My mother had a thing about me not being successful.
There were only 3 jobs, we were allowed to pursue. Hair dresser, secretary , nurse but our main priority was to quickly find a husband.

2 of my sisters gave in to her demands.

I didn't.

Roundeartheratchriatmas · 04/04/2022 20:43

I only asked as your first response wasn’t what you thought - it was what your mum says.

Is that way of thinking a pattern ?

Genuinely you do remind my of my Dfriend. A lot of conversations went:

DF “my mum says xxxxx”

Me “but what do you want ?”

Runnerduck34 · 05/04/2022 00:13

It sounds like she's insecure and doesn't want you to achieve more than she did.
It's rubbish, most mums would be proud and happy to help, sadly shes not one of them.
If alternative childcare is out if the question I'd try and talk her round. Don't disparage your current/ her previous job just say its for more earning potential, better future, a field you're really interested in.
Some parents just don't value further education or training ,especially if it's not the norm in your family.
I think she is bu not supporting you with childcare to so you can study and retrain when its something she is willing to do to support low paid work , it's not like your asking her to look after DC what you paint your nails or watch daytime telly!

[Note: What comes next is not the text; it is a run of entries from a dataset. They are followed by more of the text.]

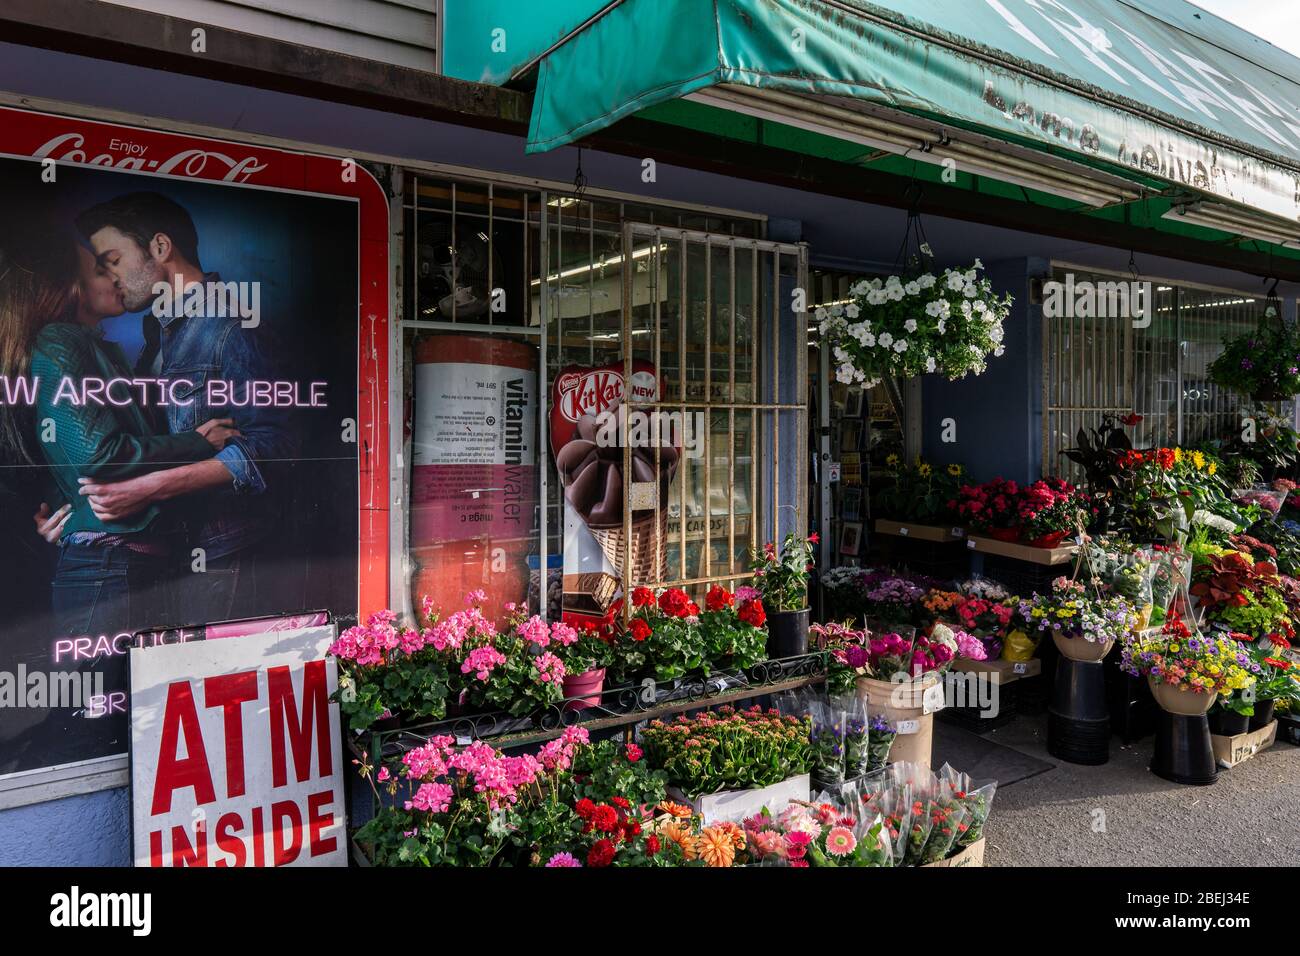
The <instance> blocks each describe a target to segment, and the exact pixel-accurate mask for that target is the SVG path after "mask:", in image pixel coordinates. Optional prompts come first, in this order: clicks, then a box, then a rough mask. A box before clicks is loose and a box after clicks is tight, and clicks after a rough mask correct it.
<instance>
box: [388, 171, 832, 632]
mask: <svg viewBox="0 0 1300 956" xmlns="http://www.w3.org/2000/svg"><path fill="white" fill-rule="evenodd" d="M688 225H689V226H690V228H688ZM761 233H762V220H759V219H746V217H731V216H722V215H716V213H714V212H712V211H686V209H675V208H668V207H656V206H646V204H640V203H628V202H623V200H620V199H617V198H597V196H582V198H576V196H572V195H560V194H555V193H547V191H545V190H541V191H532V190H519V189H511V187H507V186H504V185H497V183H489V182H484V183H476V182H468V181H451V179H442V178H433V177H426V176H411V177H409V178H408V182H407V199H406V250H407V251H406V276H404V291H403V294H404V315H406V319H404V321H403V330H402V354H400V356H399V360H400V363H402V368H403V385H404V392H403V395H404V402H406V423H407V427H406V445H407V446H406V449H404V450H403V454H404V459H403V460H406V462H409V468H408V481H407V489H406V493H407V499H408V501H407V505H408V507H407V509H404V511H406V515H407V519H406V520H407V528H406V540H407V542H408V546H407V554H406V558H407V570H408V575H407V579H406V585H407V591H408V594H407V597H408V598H409V601H411V602H412V605H411V606H412V607H413V606H417V604H419V601H420V598H421V597H424V596H429V597H430V598H432V600H433V602H434V605H437V606H439V607H442V609H445V610H450V609H452V607H456V606H459V605H460V601H461V598H463V596H464V594H465V593H468V592H469V591H474V589H482V591H485V592H486V594H487V602H486V606H485V611H486V613H490V614H499V613H500V610H502V609H503V606H504V605H506V604H507V602H523V601H526V602H528V604H529V606H530V607H532V609H537V610H542V611H543V613H545V614H546V615H547V617H550V618H552V619H555V618H559V617H562V615H564V617H568V618H571V619H573V618H578V619H581V618H582V617H597V615H603V614H606V613H607V611H610V609H611V607H612V606H614V602H615V601H616V600H617V597H619V596H620V594H621V593H623V591H624V588H628V589H629V588H632V587H637V585H641V584H646V585H651V587H667V585H669V584H682V585H685V587H688V588H690V589H692V591H694V592H697V594H702V593H703V591H705V589H707V585H708V584H710V583H711V581H715V580H716V581H725V583H729V584H731V585H735V584H737V583H740V581H741V580H742V579H745V578H748V576H749V554H750V551H751V550H753V549H754V548H757V546H761V545H762V542H763V541H766V540H770V538H771V537H774V535H776V533H777V532H780V533H785V532H788V531H793V529H796V528H798V529H802V528H803V515H805V514H806V506H805V501H803V496H805V494H806V489H807V467H806V464H807V463H806V454H805V451H803V449H805V446H806V441H807V438H806V436H807V423H806V401H805V395H806V355H805V354H803V352H802V350H800V349H798V347H797V345H798V343H800V342H801V341H803V338H802V337H806V329H805V320H803V316H802V313H800V315H796V313H794V311H793V308H792V304H793V303H794V290H796V287H797V286H800V284H801V282H802V277H803V274H805V269H806V267H805V261H806V256H805V252H803V248H802V247H800V246H792V245H780V243H770V242H764V241H763V239H762V238H761ZM629 360H630V363H632V376H630V388H628V386H627V385H625V378H627V372H628V362H629ZM624 402H627V408H623V410H621V412H620V407H621V406H623V403H624ZM624 473H627V476H628V477H629V480H627V481H624Z"/></svg>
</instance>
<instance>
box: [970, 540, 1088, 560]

Cornishclio · 05/04/2022 00:34

Obviously YANBU and your mums views on women and careers particularly seem very outdated and as she is not supportive of you or your career I would not be accepting help from her. The little help she is offering anyway does not seem to be enough to allow you to cover this 6 week period. You both either need to save up enough or your partner takes sufficient holiday to cover the period you need child care for or you delay this until you receive sufficient free hours or your child is in school. She is not obliged to give you free childcare and does not sound reliable anyway. Her views are damaging to any children you have too.